📘 What Kafka Is
- Kafka is a distributed, durable, replayable log that decouples producers and consumers
- Companies use Kafka for real‑time data pipelines, event‑driven microservices, analytics, and fault‑tolerant streaming at scale.
- While Queues deliver messages once and forget, Kafka stores events in a log (append only file), allowing replay, multiple consumers, and ordering guarantees.
- 👉 Topics = named logs. Partitions =subsets of a topic [unique Id] each storing events in order. A set of consumers can share partitions and parallel process logs
- Kafka ensure fault tolerance using Replication of partitions across brokers (server storing partition). Each partition has a leader and followers. If leader fails, a follower takes over.
- Offsets : A consumer’s position in a partition log. Offsets enable replay and exactly‑once/at‑least‑once semantics.

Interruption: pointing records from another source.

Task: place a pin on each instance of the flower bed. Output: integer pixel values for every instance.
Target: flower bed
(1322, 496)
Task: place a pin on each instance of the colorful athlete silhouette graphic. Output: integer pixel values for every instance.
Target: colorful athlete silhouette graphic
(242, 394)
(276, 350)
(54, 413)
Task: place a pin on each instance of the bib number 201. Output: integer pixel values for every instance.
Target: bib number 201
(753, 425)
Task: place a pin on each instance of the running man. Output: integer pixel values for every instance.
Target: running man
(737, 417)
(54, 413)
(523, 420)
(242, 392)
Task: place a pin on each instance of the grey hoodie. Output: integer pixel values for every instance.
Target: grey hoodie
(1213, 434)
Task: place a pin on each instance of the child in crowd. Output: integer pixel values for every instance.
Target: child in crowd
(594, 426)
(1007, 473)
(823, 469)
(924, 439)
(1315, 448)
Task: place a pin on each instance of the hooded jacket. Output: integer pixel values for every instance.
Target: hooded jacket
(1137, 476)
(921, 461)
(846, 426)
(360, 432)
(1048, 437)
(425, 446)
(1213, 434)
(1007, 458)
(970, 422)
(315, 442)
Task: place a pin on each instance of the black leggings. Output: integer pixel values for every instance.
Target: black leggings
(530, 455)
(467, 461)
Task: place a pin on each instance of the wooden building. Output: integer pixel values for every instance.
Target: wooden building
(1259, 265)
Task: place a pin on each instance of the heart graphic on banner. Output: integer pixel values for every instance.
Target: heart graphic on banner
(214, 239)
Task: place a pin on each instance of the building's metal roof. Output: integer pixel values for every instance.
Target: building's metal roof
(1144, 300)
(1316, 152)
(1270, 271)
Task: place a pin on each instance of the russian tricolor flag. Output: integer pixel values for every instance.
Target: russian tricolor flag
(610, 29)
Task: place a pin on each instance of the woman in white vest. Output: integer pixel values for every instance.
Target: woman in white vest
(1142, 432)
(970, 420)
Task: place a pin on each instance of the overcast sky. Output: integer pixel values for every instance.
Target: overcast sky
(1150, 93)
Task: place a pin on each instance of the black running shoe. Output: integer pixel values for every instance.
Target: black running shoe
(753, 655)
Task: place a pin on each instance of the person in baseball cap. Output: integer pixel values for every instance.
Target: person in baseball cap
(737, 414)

- Producers: write messages to topics. Consumers: read messages; track offsets. Consumer Groups: multiple consumers share partitions for parallelism.
- ZooKeeper / KRaft: metadata management (cluster coordination).
- Retention policies: messages kept for X days or until size limit.
- Compaction: removes old values for same key, keeps latest.
🛒 Real‑World Behavior
- Example: Ecommerce site
- Producers: checkout, order, payments, click services.
- Kafka topics:
orders, payments, clicks.
- Consumers: analytics, email, fraud detection, ML.
🦸 Superpowers
- Backpressure handled → slow consumers don’t break system.
- Historical replay → reprocess past data.
- Exactly‑once or at‑least‑once semantics.
- Massive throughput (millions/sec).